There are three primary types of angina, the management of which depends on proper identification.

Stable angina – also referred to as angina of effort, fixed angina, classic angina or typical angina – is characterized by the appearance of chest pain as a result of physical exertion, emotion, cold or eating. It is generally caused by advanced coronary atherosclerosis.

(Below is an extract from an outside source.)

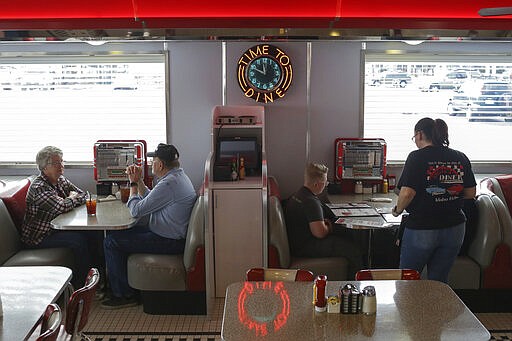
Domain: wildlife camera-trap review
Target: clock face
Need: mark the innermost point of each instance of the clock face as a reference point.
(264, 73)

Vasospastic angina, also referred to as variant angina or Prinzmetal's angina, is not necessarily associated with activity and pain, and can develop with the patient at rest. This type of angina is usually caused by a spasm in the coronary artery, which may or may not be associated with the concomitant presence of advanced atherosclerosis.

Unstable angina is thought to be caused primarily by the formation of platelet thrombi in the coronary vessels, especially in atherosclerotic vessels. As the name suggests, this form of angina is highly unstable and frequently precedes the development of myocardial infarction.

Management

Management of angina should start with the correction of cardiovascular risk factors, the correction of lifestyle, various pharmacological approaches, revascularization, and more recently (and experimentally) gene therapy.

Pharmacological management revolves around several goals: dilate the coronary arteries (increase oxygen supply), decrease heart rate or contractility (decrease oxygen demand), decrease afterload (decrease oxygen demand), or decrease preload (decrease oxygen demand). With unstable angina, another aim is preventing the formation of thrombi in the coronary arteries by the use of antithrombotic drugs.

Therefore, drugs used for the management of angina can be broken down into those which inhibit myocardial oxygen demand, such as nitrates, beta blockers, calcium channel blockers, and ACE inhibitors; drugs which increase coronary flow such as calcium channel blockers, nitrates and ACE inhibitors; and antithrombotic agents such as aspirin and glycoprotein antagonists.